BridgeDB re-assigns unallocated bridges from/to file buckets without need
It looks like BridgeDB re-assigns unallocated bridges from/to file buckets without need. That is, a bridge that keeps running from one network status to the next might be removed from a file bucket and replaced with another bridge. This leads to quick enumeration of all bridges in the unallocated pool when using file buckets.
A second bug seems to be that BridgeDB appends bridges to file buckets instead of overwriting these files. The result is that there are duplicate entries in files that external distributors use.
Here's how one can reproduce the problem using sanitized bridge descriptors.
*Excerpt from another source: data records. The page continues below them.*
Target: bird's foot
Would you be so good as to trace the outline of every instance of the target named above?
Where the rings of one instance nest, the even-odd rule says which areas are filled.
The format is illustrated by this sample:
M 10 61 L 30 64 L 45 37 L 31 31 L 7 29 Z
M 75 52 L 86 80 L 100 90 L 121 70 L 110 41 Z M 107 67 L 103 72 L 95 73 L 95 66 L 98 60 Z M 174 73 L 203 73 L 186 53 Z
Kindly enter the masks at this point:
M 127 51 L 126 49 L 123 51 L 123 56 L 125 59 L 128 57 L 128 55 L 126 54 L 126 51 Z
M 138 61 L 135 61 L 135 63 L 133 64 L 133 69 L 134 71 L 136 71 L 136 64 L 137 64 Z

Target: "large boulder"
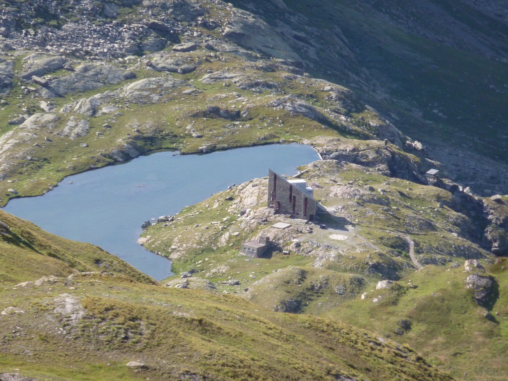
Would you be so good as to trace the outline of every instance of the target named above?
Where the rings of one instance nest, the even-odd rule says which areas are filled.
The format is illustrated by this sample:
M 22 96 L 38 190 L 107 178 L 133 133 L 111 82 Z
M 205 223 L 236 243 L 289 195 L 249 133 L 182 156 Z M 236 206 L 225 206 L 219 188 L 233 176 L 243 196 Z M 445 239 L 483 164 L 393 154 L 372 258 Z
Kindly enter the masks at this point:
M 10 86 L 14 75 L 14 62 L 0 58 L 0 93 Z
M 59 56 L 41 56 L 34 53 L 23 59 L 23 70 L 21 77 L 30 79 L 33 76 L 40 76 L 61 69 L 67 62 L 66 59 Z
M 473 298 L 479 304 L 485 304 L 492 291 L 492 277 L 480 274 L 471 274 L 466 279 L 466 288 L 473 291 Z
M 167 42 L 163 38 L 149 38 L 141 44 L 141 49 L 147 52 L 158 52 L 166 47 Z

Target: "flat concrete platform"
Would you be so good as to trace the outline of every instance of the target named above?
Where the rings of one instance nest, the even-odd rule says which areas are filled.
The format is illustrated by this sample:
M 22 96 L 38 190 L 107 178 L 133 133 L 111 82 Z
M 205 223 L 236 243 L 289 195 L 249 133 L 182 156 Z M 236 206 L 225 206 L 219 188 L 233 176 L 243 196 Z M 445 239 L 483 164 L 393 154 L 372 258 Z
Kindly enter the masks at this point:
M 286 224 L 285 223 L 277 223 L 277 224 L 272 225 L 272 228 L 278 229 L 285 229 L 287 228 L 289 228 L 290 226 L 291 226 L 291 224 Z

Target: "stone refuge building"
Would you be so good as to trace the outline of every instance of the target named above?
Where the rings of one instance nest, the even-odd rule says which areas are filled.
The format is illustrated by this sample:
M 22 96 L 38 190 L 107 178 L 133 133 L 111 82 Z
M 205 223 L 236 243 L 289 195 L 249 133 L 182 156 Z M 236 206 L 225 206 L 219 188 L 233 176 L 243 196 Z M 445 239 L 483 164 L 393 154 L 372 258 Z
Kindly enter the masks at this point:
M 276 213 L 313 220 L 324 209 L 314 199 L 314 190 L 305 180 L 287 180 L 268 170 L 268 207 Z
M 439 179 L 439 171 L 437 169 L 429 169 L 425 173 L 425 177 L 429 182 L 437 181 Z
M 260 236 L 258 239 L 242 243 L 240 253 L 253 258 L 259 258 L 262 256 L 271 245 L 272 243 L 270 241 L 269 237 Z

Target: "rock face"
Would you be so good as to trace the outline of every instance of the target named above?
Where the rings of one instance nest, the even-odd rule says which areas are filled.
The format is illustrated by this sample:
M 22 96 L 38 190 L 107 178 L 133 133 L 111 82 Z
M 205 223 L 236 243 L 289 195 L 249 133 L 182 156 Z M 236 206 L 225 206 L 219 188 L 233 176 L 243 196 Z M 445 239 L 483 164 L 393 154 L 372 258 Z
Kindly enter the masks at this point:
M 74 140 L 85 136 L 89 129 L 90 123 L 88 120 L 78 120 L 77 118 L 73 117 L 67 122 L 61 134 Z
M 488 275 L 472 274 L 466 279 L 466 288 L 473 290 L 473 298 L 479 304 L 487 302 L 494 282 Z
M 272 57 L 296 60 L 300 57 L 268 24 L 250 12 L 235 10 L 223 33 L 226 38 L 248 49 Z

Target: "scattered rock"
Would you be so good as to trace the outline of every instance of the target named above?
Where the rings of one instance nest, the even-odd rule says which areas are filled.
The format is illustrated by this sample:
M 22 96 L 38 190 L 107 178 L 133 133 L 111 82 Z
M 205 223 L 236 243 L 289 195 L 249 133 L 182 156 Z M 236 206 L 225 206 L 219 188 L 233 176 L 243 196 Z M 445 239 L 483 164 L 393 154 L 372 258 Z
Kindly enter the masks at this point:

Yes, this description is lengthy and ugly, but it works for testing BridgeDB in general, even if one doesn't have the original bridge descriptors handy.
Download and extract the sanitized bridge descriptors from January 2009:
https://metrics.torproject.org/data/bridge-descriptors-2009-01.tar.bz2
Create a single bridge-descriptors file containing all bridge descriptors from that month.
$ cd bridge-descriptors-2009-01/ $ echo "@purpose bridge" > purpose $ echo "router-signature" > routersignature $ find server-descriptors/ -type f | xargs -I{} cat purpose {} routersignature > bridge-descriptors
Copy the new bridge-descriptors file to BridgeDB's working directory (here: ~/run/
).
$ cd ~/run/ $ cp bridge-descriptors-2009-01/bridge-descriptors .
Also copy the sanitized network status file from 2009-01-10 00:07:04 to BridgeDB's working directory and rename it to networkstatus-bridges.
$ cp bridge-descriptors-2009-01/statuses/10/20090110-000704-4A0CCD2DDC7995083D73F5D667100C8A5831F16D networkstatus-bridges
Configure BridgeDB to write 4 bridges to file bucket twitter
, otherwise keep the default configuration. Start BridgeDB (note that it may take 30 seconds to digest the 8.5M bridge-descriptors file) and dump bridges to file buckets.
The result is a new file twitter-2011-03-09.brdgs
with this content (may vary for you):
10.134.79.249:443
10.236.199.173:443
10.116.76.140:9001
10.51.76.151:18443
It also writes this unallocated-2011-03-09.brdgs
file (again, content may vary):
10.126.198.237:443
10.251.69.61:9003
10.31.186.235:49001
10.81.88.5:9001
Replace the networkstatus-bridges with the one from roughly 30 minutes later:
$ cp bridge-descriptors-2009-01/statuses/10/20090110-030709-4A0CCD2DDC7995083D73F5D667100C8A5831F16D networkstatus-bridges
Give BridgeDB a HUP, wait at least 30 seconds, and tell it to dump bridges to file buckets again.
Here's my new twitter-2011-03-09.brdgs
file:
10.134.79.249:443
10.236.199.173:443
10.116.76.140:9001
10.51.76.151:18443
10.51.76.151:18443
10.237.143.0:443
10.241.115.62:443
10.239.76.198:443
And my unallocated-2011-03-09.brdgs
file:
10.126.198.237:443
10.251.69.61:9003
10.31.186.235:49001
10.81.88.5:9001
10.126.198.237:443
10.251.69.61:9003
10.31.186.235:49001
10.81.88.5:9001
10.134.79.249:443
10.236.199.173:443
10.116.76.140:9001
There are two bugs:
-
Why was 10.236.199.173:443 (2nd line in
twitter-2011-03-09.brdgs
) removed from this file bucket and put back in the unallocated ring again (last but one line inunallocated-2011-03-09.brdgs
)? I confirmed that this is the same bridge using the new pool assignments patch that is not merged yet. This is the first bug described above. -
Why are IP:port lines appended to these files? This is the second bug described above.